Many companies and organizations are attempting to capitalize on this rapidly expanding industry. This includes major sports leagues in the U.S. such as the MLB, NBA, and NFL. These leagues have come to understand how strong and dedicated the sports betting demographic can be and they have chosen to support that fanbase. Scott Kaufman-Ross, the NBA’s senior vice president and head of fantasy and gaming, explains the matter.

“We want to meet the fans wherever they are and so, if [betting is] how they’re choosing to engage, we want to support that,” Kaufman-Ross said. “We’ve seen the data that shows people who play fantasy sports, people who bet on sports, they are some of our most engaged fans. They consume more content than traditional fans – they watch more games and for longer periods of time.”

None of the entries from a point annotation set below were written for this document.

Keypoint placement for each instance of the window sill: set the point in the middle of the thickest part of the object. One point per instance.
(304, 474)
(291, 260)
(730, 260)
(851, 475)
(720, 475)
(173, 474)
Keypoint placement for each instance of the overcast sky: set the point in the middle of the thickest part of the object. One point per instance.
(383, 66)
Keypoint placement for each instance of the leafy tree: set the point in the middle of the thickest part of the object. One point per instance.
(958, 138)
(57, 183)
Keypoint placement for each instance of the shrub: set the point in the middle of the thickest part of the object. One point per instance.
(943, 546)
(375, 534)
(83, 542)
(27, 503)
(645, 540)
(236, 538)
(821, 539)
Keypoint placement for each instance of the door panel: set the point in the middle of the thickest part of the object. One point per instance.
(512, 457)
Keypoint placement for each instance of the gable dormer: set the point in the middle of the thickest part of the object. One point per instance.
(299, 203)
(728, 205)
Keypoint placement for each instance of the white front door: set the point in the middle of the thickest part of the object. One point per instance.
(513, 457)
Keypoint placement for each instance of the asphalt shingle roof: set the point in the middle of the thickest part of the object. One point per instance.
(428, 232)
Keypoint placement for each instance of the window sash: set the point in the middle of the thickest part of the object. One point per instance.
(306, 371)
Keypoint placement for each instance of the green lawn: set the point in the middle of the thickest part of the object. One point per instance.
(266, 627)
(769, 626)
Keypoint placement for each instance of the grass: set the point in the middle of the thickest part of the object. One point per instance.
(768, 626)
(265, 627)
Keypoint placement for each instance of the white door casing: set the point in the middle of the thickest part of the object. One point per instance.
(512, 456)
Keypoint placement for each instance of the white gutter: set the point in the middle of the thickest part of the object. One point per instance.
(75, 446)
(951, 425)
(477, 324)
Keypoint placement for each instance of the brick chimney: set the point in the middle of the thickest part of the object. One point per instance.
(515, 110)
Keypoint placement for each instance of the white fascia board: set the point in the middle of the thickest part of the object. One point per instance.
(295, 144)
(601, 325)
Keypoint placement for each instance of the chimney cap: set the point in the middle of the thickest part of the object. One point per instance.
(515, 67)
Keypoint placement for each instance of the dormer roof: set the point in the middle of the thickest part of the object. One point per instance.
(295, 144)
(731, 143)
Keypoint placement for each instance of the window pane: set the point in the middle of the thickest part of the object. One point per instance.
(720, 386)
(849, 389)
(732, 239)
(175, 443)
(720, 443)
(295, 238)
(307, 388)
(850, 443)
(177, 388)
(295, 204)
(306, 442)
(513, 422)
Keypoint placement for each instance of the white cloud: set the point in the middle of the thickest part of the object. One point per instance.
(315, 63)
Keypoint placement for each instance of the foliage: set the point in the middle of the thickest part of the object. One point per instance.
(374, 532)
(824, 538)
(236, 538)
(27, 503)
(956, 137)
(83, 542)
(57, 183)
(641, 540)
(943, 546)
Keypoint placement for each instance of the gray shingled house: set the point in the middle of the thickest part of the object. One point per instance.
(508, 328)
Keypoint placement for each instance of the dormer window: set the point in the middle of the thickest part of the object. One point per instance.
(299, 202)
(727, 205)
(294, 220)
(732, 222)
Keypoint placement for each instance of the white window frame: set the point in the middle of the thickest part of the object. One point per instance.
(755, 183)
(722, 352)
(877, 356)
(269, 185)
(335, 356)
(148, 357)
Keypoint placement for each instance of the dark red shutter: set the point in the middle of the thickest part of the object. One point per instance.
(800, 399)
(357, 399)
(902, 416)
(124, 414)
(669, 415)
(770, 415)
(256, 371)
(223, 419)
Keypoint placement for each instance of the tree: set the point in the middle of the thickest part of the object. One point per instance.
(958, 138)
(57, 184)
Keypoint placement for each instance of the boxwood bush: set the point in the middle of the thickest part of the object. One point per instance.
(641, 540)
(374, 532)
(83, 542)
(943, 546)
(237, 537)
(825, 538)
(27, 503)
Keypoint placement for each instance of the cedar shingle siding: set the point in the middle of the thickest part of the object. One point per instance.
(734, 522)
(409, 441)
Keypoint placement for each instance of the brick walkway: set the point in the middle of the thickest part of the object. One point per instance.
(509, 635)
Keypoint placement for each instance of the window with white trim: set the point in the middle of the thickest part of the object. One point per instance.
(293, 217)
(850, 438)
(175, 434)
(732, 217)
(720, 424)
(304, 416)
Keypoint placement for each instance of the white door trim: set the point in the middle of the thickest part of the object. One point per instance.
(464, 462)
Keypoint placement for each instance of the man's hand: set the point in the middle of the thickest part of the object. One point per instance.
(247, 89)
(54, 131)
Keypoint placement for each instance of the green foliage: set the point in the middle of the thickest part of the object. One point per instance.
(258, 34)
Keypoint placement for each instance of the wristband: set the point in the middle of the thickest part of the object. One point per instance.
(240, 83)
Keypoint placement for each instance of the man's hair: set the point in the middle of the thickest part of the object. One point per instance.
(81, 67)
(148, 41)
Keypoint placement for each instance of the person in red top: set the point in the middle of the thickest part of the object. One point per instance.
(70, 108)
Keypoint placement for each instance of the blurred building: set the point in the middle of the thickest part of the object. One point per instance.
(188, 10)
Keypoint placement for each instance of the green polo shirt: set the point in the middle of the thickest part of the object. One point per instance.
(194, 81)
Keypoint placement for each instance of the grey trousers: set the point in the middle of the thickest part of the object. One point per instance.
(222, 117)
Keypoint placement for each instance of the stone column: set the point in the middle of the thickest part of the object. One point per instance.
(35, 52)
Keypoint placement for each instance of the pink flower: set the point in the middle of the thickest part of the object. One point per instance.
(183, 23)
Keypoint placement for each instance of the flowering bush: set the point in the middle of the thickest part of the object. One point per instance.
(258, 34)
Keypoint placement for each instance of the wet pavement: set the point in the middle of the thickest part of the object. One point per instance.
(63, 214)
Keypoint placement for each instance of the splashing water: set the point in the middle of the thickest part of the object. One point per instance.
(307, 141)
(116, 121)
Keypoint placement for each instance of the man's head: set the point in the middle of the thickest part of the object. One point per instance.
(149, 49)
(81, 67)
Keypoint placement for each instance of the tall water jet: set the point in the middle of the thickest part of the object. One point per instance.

Partnerships between leagues, teams, and betting platforms have also exploded in popularity in recent years. The MLB’s Chicago Cubs just inked a $100 million deal with DraftKings and the NBA has secured deals with Genius Sports Group (GSG) and Sportradar. Many other organizations are following in their footsteps, with the hopes of benefitting the leagues, teams, fans, and other companies.

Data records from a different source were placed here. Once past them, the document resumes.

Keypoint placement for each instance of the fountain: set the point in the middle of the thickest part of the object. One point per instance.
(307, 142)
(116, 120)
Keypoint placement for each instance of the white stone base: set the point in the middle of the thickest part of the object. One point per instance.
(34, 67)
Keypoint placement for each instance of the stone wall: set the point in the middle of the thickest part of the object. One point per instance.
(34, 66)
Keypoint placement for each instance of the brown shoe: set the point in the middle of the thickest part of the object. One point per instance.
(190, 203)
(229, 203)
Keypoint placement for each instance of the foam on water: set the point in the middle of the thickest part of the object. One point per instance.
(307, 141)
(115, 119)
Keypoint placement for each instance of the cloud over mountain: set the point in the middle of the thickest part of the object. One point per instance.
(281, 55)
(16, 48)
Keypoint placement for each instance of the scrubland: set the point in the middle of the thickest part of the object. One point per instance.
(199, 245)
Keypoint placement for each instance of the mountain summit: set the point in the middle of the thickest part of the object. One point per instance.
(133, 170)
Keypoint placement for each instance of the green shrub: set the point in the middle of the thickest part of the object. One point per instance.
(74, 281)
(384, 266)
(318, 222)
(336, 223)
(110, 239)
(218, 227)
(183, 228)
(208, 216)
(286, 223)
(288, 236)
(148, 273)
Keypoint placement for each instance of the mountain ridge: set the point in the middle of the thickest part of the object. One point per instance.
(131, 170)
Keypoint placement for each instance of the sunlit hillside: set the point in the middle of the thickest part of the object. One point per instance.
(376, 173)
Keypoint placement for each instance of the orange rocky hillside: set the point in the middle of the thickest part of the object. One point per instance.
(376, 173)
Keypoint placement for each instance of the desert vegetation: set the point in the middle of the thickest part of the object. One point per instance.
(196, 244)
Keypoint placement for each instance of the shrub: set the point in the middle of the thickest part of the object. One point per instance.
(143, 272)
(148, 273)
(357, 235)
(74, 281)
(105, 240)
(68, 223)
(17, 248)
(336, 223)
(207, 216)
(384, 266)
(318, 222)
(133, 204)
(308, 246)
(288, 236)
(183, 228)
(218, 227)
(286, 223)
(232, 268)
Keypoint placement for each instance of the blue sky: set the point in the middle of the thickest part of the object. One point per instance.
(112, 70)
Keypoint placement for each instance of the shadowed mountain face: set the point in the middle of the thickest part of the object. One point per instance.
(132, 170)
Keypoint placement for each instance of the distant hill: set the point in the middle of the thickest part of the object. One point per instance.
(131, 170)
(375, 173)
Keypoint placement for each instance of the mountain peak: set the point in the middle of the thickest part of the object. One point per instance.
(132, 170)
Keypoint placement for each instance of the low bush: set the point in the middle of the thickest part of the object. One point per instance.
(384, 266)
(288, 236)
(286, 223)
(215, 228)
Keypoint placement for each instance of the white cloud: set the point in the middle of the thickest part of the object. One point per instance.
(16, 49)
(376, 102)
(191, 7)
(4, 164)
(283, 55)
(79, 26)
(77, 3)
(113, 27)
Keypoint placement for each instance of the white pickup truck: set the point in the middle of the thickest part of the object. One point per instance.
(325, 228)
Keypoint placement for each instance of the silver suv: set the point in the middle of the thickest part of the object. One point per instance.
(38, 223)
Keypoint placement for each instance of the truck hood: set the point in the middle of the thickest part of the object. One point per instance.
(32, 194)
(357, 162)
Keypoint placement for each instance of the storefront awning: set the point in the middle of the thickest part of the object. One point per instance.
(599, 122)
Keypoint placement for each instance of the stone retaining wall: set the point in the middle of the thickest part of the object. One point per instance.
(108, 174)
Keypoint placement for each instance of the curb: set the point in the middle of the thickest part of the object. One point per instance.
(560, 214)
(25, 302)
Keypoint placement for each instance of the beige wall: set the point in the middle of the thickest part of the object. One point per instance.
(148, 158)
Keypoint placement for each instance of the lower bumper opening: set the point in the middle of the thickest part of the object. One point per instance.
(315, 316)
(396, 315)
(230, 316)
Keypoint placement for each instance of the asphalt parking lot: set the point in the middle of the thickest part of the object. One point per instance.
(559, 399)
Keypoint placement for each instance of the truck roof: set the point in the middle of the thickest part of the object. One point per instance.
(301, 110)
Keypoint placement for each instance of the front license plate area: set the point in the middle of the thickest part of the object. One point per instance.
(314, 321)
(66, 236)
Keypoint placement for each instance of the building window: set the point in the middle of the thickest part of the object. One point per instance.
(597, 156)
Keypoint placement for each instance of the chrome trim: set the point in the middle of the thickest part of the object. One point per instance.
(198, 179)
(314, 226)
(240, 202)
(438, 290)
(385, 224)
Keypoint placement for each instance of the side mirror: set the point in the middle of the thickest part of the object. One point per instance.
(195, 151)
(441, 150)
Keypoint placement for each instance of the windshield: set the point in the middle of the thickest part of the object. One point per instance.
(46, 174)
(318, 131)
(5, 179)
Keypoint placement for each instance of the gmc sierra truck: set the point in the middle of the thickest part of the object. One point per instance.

“The wealth of data around US sports is impressive and the customers’ appetite is massive,” Kaufman-Ross said. “That translates in fantasy-type games being hugely popular but also, from a sports betting perspective, it’s showing a higher propensity of data-driven player propositions. The leagues have made a big step towards providing real-time data to licensed league operators and that is the basis of a partnership that can be successful for both leagues and operators while delivering a better experience for the fans and customers.”

In this past Super Bowl, over 23 million Americans reported plans to bet a total of $4.3 billion (Forbes). 7.6 million of those bets were placed online, up 63% from the previous year. Due to technology’s constant accessibility, online gambling is becoming the most popular medium. An increase in gambling addictions has come with this change.

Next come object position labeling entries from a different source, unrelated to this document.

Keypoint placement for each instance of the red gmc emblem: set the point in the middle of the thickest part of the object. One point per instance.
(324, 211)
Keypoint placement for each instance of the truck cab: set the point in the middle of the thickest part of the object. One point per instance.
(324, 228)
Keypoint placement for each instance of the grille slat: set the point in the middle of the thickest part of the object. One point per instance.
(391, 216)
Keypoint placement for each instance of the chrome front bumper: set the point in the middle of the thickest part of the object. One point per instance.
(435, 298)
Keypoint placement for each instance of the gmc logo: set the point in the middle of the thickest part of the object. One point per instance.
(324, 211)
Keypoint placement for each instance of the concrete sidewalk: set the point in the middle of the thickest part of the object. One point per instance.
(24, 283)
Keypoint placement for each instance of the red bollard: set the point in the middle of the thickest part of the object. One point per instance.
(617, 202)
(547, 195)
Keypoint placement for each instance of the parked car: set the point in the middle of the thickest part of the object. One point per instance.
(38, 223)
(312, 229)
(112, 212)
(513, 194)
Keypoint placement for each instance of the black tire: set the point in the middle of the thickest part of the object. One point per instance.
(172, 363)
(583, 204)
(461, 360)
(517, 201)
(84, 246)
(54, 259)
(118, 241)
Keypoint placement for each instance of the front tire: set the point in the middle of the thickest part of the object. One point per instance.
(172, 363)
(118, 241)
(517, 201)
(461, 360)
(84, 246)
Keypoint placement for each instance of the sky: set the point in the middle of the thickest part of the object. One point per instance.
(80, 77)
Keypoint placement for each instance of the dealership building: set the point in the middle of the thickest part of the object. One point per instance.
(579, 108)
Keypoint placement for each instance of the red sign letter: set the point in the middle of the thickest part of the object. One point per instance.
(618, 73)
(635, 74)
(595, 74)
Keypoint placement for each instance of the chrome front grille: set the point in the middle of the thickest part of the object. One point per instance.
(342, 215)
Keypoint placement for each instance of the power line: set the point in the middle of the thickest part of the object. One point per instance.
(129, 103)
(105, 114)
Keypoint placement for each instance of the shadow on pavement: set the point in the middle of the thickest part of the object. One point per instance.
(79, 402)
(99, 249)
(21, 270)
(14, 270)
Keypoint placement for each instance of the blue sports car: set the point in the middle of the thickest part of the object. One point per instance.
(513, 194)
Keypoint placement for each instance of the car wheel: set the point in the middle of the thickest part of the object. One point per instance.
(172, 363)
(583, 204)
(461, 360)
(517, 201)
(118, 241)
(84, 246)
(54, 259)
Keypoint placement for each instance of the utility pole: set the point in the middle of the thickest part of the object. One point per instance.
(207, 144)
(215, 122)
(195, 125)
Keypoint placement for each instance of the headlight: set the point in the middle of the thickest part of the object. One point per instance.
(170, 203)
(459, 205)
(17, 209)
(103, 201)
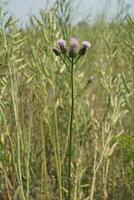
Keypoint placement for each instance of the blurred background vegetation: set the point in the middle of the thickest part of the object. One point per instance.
(34, 107)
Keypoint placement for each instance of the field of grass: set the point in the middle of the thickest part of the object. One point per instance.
(35, 98)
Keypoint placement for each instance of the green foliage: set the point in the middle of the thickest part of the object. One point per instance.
(34, 110)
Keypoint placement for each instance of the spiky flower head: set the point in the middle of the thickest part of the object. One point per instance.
(73, 47)
(62, 44)
(85, 46)
(56, 51)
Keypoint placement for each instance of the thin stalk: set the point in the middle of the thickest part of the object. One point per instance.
(70, 130)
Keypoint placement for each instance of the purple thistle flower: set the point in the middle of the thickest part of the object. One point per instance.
(73, 43)
(73, 47)
(61, 43)
(86, 44)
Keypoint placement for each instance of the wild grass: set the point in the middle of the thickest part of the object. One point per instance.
(35, 106)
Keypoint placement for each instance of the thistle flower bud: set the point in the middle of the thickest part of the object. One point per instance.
(85, 46)
(56, 51)
(73, 47)
(62, 45)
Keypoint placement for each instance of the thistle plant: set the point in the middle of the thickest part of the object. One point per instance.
(70, 56)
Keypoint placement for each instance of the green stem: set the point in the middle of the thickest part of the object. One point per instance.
(70, 131)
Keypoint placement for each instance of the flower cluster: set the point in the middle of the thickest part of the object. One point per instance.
(72, 51)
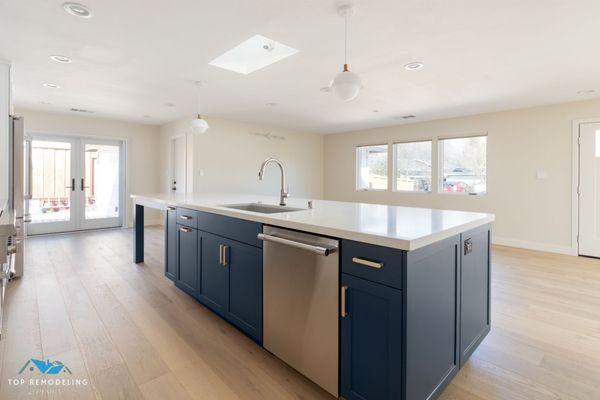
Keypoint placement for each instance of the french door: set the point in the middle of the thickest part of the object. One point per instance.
(76, 184)
(589, 189)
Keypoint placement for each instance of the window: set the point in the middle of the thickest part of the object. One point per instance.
(463, 165)
(371, 167)
(412, 166)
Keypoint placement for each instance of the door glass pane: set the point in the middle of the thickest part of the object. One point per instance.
(51, 181)
(101, 181)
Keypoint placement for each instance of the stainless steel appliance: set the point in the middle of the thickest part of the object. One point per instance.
(12, 216)
(300, 303)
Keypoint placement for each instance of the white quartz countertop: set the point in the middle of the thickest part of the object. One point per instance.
(405, 228)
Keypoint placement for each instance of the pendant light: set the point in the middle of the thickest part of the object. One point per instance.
(346, 85)
(198, 125)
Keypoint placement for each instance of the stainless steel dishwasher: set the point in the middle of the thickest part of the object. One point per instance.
(300, 303)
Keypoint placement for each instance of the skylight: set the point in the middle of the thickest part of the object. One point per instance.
(252, 55)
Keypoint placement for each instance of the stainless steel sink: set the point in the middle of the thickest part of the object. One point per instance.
(262, 208)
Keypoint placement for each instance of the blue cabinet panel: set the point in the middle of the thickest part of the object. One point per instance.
(232, 228)
(187, 217)
(371, 341)
(245, 288)
(431, 334)
(387, 262)
(215, 275)
(171, 244)
(188, 278)
(475, 290)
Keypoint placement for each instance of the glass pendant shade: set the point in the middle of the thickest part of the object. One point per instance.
(199, 125)
(346, 85)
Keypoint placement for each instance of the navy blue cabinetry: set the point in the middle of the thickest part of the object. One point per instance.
(219, 262)
(475, 290)
(171, 243)
(371, 340)
(188, 274)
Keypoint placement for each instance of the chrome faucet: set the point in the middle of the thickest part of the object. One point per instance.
(285, 191)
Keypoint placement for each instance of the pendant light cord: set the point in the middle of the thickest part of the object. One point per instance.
(345, 39)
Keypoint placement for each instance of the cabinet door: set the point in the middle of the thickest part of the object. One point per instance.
(188, 278)
(371, 341)
(171, 244)
(475, 290)
(214, 287)
(245, 287)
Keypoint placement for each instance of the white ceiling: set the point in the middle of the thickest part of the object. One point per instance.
(134, 56)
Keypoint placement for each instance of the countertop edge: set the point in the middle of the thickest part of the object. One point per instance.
(370, 238)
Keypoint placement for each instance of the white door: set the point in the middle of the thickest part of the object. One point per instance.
(76, 184)
(178, 163)
(589, 189)
(53, 186)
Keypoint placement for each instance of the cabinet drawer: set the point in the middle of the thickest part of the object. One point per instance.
(187, 217)
(375, 263)
(232, 228)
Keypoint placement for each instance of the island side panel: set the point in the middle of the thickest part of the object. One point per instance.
(475, 310)
(431, 318)
(138, 234)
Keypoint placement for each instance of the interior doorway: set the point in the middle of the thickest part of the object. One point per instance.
(76, 183)
(177, 168)
(589, 189)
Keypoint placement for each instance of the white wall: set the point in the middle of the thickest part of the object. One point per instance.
(529, 212)
(228, 156)
(142, 147)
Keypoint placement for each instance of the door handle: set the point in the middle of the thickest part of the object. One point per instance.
(224, 251)
(72, 187)
(343, 312)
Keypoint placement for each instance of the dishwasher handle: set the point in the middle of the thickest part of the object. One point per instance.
(323, 251)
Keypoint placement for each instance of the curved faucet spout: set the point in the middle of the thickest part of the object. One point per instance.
(284, 192)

After reviewing over 140 studies and reports related to sports gambling and addiction, the National Council on Problem Gaming (NCPG) offered a statement. “Recent research suggests that gambling problems may increase as sports gambling grows explosively at the same time that mobile and online technologies evolve to create seemingly unlimited types of wagering opportunities.” Additionally, the NCPG found that sports bettors have at least two times higher rates of addiction than other gamblers, and these rates of addiction increase in an online format. This is because online gambling provides increased convenience and privacy. 

Online sports betting has also made it easier for minors to get addicted to gambling. Many minors are able to illegally create accounts and begin betting from a young age. A recent study found that 75% more students are gambling now than in 2015, but many people are now working to counteract this growing movement. Moving forward, organizations such as the NCPG are working to research the dangers of gambling addictions and educate the public. Additionally, they are aiming to prohibit TV advertisements for sports betting and to enact stricter laws/regulations surrounding the topic. If the industry is able to reduce the amount of underage gambling as well as addiction, then the future will remain increasingly bright and astronomically lucrative. Sports betting truly is sweeping its way through the nation. So, with that being said, in one of the biggest games of the year, Alabama +3 or Georgia -3? You heard it here first: Roll Tide!